Olsen had articles published in The Nation and The Partisan Review, articles detailing the labor strikes and political unrest she saw and participated in. She was on the front lines, fighting injustice and spreading the message about the plight of women. An early member of the feminist movement, she spoke out against injustice when she saw it. Somewhat of a radical, she belonged to the American Communist Party for a short time. Tillie Olsen was an American writer and political activist who worked for what she believed in at a time when it was considered very unfeminine for a woman to speak out at all.
“Literary history and the present are dark with silences . . . I have had special need to learn all I could of this over the years, myself so nearly remaining mute and having to let writing die over and over again in me.
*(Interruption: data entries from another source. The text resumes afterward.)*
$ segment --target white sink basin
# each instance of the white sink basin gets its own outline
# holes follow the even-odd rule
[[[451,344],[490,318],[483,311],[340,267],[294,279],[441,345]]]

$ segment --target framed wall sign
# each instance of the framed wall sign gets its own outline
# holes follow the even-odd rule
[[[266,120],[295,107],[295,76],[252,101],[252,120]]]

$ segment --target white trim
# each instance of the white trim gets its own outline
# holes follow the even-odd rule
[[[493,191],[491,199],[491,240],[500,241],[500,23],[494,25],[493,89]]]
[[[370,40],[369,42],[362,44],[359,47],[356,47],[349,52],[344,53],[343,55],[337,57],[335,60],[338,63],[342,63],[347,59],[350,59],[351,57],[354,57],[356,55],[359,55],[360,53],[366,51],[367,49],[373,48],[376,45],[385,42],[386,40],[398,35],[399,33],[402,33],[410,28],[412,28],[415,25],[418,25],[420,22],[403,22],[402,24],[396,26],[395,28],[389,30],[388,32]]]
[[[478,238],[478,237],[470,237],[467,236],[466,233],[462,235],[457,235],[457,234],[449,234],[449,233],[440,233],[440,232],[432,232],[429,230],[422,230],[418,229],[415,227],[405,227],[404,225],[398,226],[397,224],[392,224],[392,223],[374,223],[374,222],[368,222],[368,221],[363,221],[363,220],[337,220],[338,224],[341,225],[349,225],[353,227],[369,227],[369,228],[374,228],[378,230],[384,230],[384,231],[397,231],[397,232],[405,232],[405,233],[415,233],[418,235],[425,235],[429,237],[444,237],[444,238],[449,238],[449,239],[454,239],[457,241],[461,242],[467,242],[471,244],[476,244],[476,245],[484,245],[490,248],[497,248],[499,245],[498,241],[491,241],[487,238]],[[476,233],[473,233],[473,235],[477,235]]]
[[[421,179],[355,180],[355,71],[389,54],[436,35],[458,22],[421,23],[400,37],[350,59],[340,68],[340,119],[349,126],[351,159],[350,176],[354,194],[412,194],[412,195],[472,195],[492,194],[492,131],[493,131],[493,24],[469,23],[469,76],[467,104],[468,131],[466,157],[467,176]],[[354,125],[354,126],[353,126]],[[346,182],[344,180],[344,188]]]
These are not natural silences–what Keats called agonie ennuyeuse (the tedious agony)–that necessary time for renewal, lying fallow, gestation, in the natural cycle of creation. The silences I speak of here are unnatural: the unnatural thwarting of what struggles to come into being, but cannot.”
― Tillie Olsen
One of her main concerns was working-class women, especially those with aspirations toward the arts. Like Virginia Woolf before her, Olsen felt empathy for the plight of women so caught up in maintaining hearth and home they had no time for themselves, much less time for creative expression. She famously noted that the women who, through the generations, were able to become famous writers either had no children or had housekeepers raising her children. Despite all her hard work, her brief flirtation with communism unfortunately put a taint on her reputation. Some critics were unable to forgive her short association with the communists, unwilling or unable to separate Olsen the radical from Olsen the social reformer.
Tillie Olsen’s death may not immediately set off a shock wave in the literary world, just as her own life didn’t create any huge ripples, but it does resonate. It helps us remember the road we’re on today was paved by hundreds of Tillie Olsens who came before us, fighting battles against prejudice and social injustice in the name of future generations of humanity. We all reap the rewards for her victories, and continue to fight the good fight against the same threats to the weak.
The world could use a lot more Tillie Olsens. She will be missed.